The book's relationship to Secret Wars is practically non-existent...until it comes to the fore and sort of spoils the fun. For the bulk of the series, the tie-in elements are completely negligible. Le Fay calls herself the baroness of Weirdworld, which only means something if you're paying attention to the structure of Secret Wars's Battleworld (god-king Doom has apparently appointed barons and baronesses to rule over the various domains, of which Weirdworld is one), and the word "god" has been replaced by "Doom," so that when Arkon swears on a few occasions, it sounds funny: " Good Doomdamned riddance," for example. But at the climax of the battle in the last issue, the end of Secret Wars occurs. Arkon is, of course, ignorant of what exactly happened (as were readers when this was first published, and perhaps Aaron was himself when writing it), but basically the scrambled, "patchwork planet" of the Marvel Universe's Earth was de-rebooted from Doom's Battleworld back to the "real" world.
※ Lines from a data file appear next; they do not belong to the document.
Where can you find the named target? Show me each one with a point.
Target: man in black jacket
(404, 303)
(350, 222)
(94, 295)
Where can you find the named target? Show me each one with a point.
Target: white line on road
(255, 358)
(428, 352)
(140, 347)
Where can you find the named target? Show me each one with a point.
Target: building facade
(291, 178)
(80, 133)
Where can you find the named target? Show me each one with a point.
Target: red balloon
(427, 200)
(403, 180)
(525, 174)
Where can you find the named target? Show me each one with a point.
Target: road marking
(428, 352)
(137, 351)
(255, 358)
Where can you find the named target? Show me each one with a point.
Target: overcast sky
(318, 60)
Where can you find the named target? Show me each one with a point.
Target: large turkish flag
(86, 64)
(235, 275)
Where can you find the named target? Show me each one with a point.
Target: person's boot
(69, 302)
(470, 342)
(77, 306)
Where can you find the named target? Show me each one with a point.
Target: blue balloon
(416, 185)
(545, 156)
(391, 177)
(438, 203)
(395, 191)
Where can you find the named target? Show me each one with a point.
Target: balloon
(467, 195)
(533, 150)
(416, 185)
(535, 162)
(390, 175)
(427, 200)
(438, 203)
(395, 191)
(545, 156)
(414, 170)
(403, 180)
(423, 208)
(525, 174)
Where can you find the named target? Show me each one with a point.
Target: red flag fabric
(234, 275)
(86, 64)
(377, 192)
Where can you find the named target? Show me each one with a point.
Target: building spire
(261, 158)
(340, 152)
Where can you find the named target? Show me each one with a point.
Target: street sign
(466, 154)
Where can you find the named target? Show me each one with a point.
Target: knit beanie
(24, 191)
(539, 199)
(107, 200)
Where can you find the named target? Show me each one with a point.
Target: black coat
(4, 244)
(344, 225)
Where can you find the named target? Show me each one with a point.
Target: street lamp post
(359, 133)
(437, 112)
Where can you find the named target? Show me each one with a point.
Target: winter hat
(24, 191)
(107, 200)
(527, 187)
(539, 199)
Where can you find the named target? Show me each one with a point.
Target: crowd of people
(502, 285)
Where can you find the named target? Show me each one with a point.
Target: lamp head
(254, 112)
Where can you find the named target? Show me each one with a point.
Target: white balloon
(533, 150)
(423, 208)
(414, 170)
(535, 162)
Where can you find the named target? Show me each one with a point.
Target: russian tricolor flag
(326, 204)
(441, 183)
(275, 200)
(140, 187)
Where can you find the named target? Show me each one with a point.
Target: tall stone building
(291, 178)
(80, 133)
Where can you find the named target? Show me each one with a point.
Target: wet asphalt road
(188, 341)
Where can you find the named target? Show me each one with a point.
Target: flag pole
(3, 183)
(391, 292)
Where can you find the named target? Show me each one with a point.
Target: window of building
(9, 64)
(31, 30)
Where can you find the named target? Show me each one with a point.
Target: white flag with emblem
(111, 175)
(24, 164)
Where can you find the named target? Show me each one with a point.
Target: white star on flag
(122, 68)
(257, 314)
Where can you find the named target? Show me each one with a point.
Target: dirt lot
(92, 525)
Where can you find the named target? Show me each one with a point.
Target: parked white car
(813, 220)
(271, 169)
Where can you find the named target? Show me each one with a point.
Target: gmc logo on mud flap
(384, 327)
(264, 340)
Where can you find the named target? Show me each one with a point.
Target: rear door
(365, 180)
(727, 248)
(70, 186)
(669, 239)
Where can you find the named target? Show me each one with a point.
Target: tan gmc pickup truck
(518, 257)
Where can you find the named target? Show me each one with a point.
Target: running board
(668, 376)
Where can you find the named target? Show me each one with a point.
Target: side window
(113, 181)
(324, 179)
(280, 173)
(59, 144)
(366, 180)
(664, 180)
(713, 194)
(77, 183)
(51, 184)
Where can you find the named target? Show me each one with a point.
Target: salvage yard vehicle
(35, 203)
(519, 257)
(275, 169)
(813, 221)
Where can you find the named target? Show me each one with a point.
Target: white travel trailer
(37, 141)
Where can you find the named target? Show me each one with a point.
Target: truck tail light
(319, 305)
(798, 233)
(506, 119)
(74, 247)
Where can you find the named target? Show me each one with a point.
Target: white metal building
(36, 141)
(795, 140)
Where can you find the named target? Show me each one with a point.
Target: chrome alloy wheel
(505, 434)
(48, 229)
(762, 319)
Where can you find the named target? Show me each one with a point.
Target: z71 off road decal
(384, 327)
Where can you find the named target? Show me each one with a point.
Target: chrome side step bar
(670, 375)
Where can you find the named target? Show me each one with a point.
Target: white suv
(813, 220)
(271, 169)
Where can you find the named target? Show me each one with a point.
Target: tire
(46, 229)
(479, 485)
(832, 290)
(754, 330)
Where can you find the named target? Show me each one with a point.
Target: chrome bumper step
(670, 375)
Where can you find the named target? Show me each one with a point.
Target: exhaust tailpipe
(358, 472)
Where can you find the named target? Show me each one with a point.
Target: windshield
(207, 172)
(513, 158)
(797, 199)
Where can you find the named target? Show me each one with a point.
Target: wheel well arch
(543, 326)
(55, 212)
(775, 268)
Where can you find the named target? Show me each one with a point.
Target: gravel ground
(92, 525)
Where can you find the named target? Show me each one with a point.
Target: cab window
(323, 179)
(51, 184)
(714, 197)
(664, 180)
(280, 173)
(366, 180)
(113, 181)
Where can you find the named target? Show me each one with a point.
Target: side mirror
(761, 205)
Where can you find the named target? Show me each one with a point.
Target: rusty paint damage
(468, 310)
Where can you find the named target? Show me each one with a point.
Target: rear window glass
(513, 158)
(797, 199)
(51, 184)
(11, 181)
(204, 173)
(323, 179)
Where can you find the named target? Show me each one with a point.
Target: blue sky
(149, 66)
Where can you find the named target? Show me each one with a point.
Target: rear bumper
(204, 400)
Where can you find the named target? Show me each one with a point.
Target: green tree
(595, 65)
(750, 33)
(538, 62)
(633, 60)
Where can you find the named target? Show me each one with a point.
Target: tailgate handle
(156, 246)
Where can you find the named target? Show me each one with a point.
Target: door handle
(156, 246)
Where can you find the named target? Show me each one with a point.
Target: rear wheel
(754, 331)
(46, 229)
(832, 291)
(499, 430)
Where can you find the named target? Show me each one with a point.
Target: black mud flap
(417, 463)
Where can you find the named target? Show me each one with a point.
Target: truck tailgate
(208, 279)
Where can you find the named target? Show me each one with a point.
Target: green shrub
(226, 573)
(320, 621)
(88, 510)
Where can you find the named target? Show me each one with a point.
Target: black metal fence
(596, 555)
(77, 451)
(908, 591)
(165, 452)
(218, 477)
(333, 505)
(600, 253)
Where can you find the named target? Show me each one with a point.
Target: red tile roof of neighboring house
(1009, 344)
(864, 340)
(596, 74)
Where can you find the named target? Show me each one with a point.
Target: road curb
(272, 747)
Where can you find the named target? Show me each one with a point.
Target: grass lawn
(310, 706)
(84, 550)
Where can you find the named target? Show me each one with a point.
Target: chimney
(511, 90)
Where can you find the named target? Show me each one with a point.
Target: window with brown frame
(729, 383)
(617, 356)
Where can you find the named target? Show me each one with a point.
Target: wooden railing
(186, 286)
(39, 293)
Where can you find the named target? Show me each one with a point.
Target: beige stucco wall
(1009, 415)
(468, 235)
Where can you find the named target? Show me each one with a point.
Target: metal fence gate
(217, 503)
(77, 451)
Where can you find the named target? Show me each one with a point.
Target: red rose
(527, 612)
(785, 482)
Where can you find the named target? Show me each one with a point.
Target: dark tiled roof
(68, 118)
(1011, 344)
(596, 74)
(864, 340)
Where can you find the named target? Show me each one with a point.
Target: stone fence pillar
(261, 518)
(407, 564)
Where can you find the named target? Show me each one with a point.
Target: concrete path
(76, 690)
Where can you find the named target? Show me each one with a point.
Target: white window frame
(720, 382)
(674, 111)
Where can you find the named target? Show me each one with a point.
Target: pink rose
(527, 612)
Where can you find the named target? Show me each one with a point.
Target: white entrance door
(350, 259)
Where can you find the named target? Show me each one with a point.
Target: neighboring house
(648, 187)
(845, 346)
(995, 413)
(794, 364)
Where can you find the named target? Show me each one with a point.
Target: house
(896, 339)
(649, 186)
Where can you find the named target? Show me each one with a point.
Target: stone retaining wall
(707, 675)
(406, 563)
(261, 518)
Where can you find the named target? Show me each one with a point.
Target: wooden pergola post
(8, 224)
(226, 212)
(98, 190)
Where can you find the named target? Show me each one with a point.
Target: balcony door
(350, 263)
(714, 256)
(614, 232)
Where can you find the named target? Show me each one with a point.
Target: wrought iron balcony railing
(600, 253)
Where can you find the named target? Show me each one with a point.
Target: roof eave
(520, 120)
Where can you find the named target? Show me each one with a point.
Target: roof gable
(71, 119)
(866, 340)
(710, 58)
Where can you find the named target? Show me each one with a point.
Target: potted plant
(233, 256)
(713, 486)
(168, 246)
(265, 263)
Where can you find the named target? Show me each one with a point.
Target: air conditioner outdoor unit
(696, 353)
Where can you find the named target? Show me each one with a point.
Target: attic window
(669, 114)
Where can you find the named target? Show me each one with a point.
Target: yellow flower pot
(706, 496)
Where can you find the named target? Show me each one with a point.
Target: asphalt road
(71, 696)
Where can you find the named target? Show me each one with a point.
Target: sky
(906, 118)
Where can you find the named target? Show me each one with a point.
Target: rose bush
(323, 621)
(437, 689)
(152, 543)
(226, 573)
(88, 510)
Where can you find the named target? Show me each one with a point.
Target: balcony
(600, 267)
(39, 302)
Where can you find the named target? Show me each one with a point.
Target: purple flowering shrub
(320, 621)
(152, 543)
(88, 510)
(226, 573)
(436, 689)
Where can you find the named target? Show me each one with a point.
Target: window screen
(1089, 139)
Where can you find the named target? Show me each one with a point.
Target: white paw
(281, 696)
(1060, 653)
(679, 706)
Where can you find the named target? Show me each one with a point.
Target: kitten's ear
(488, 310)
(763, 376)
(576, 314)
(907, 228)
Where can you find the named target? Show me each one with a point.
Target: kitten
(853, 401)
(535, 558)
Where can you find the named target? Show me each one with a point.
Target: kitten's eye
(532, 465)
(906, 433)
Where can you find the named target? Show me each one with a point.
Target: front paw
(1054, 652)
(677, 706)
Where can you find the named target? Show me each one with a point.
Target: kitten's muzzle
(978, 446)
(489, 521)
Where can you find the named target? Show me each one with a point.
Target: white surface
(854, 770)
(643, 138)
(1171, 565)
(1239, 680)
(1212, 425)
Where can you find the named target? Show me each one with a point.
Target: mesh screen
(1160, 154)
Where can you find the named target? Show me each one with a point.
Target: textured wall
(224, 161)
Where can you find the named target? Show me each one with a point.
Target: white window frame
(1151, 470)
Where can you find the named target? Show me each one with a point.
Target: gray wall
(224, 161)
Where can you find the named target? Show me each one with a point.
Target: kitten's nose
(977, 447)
It doesn't quite undo the entire story, but it does cut it off from a proper climax, emphasizing a reading in which everything we just went through–including Arkon's revelations–were just part of an endless cycle of wandering, warring and weirdness, the storyline appearing to reset itself in its last pages, and we end pretty much where we began.
The series apparently did well enough for Marvel that they launched an ongoing series of the same name in their post-Secret Wars line...with Sam Humprhies replacing Aaron on the creative team. That is why this collected volume is being labeled with a "0" instead of a "1," in case you're wondering. Me I wonder if they're going to collect and release the original, Moench-written Weirdworld comics and, if so, how they'll number that: Weirdworld Vol. -1, perhaps...?
This, as with most of Marvel's current output, didn't float my boat. The art was pretty to look at (in a glaring kind of way) but there were a lot of times when I couldn't figure out what was supposed to be going on. Also, not enough differentiation in the designs of Skull and Arkon that I could tell them apart. As for the writing, all in all, it seemed long for the story's needs with a lot of repetitive action and didn't really go anywhere. In the 70's or 80's, this would have taken two issues instead of five and then moved on to some more crazy, big ideas. The more compact storytelling would have made a better reading experience, I think, but, of course, wouldn't have filled out a trade paperback as well. Still, if people enjoyed it and buy it, then more power to 'em. I've long since realized that I am no longer Marvel's target audience.
ReplyDeleteThey did release a collection of the Moench Weirdworld back in April. It's called "Weirdworld, Warriors of the Shadow Realm" on Amazon.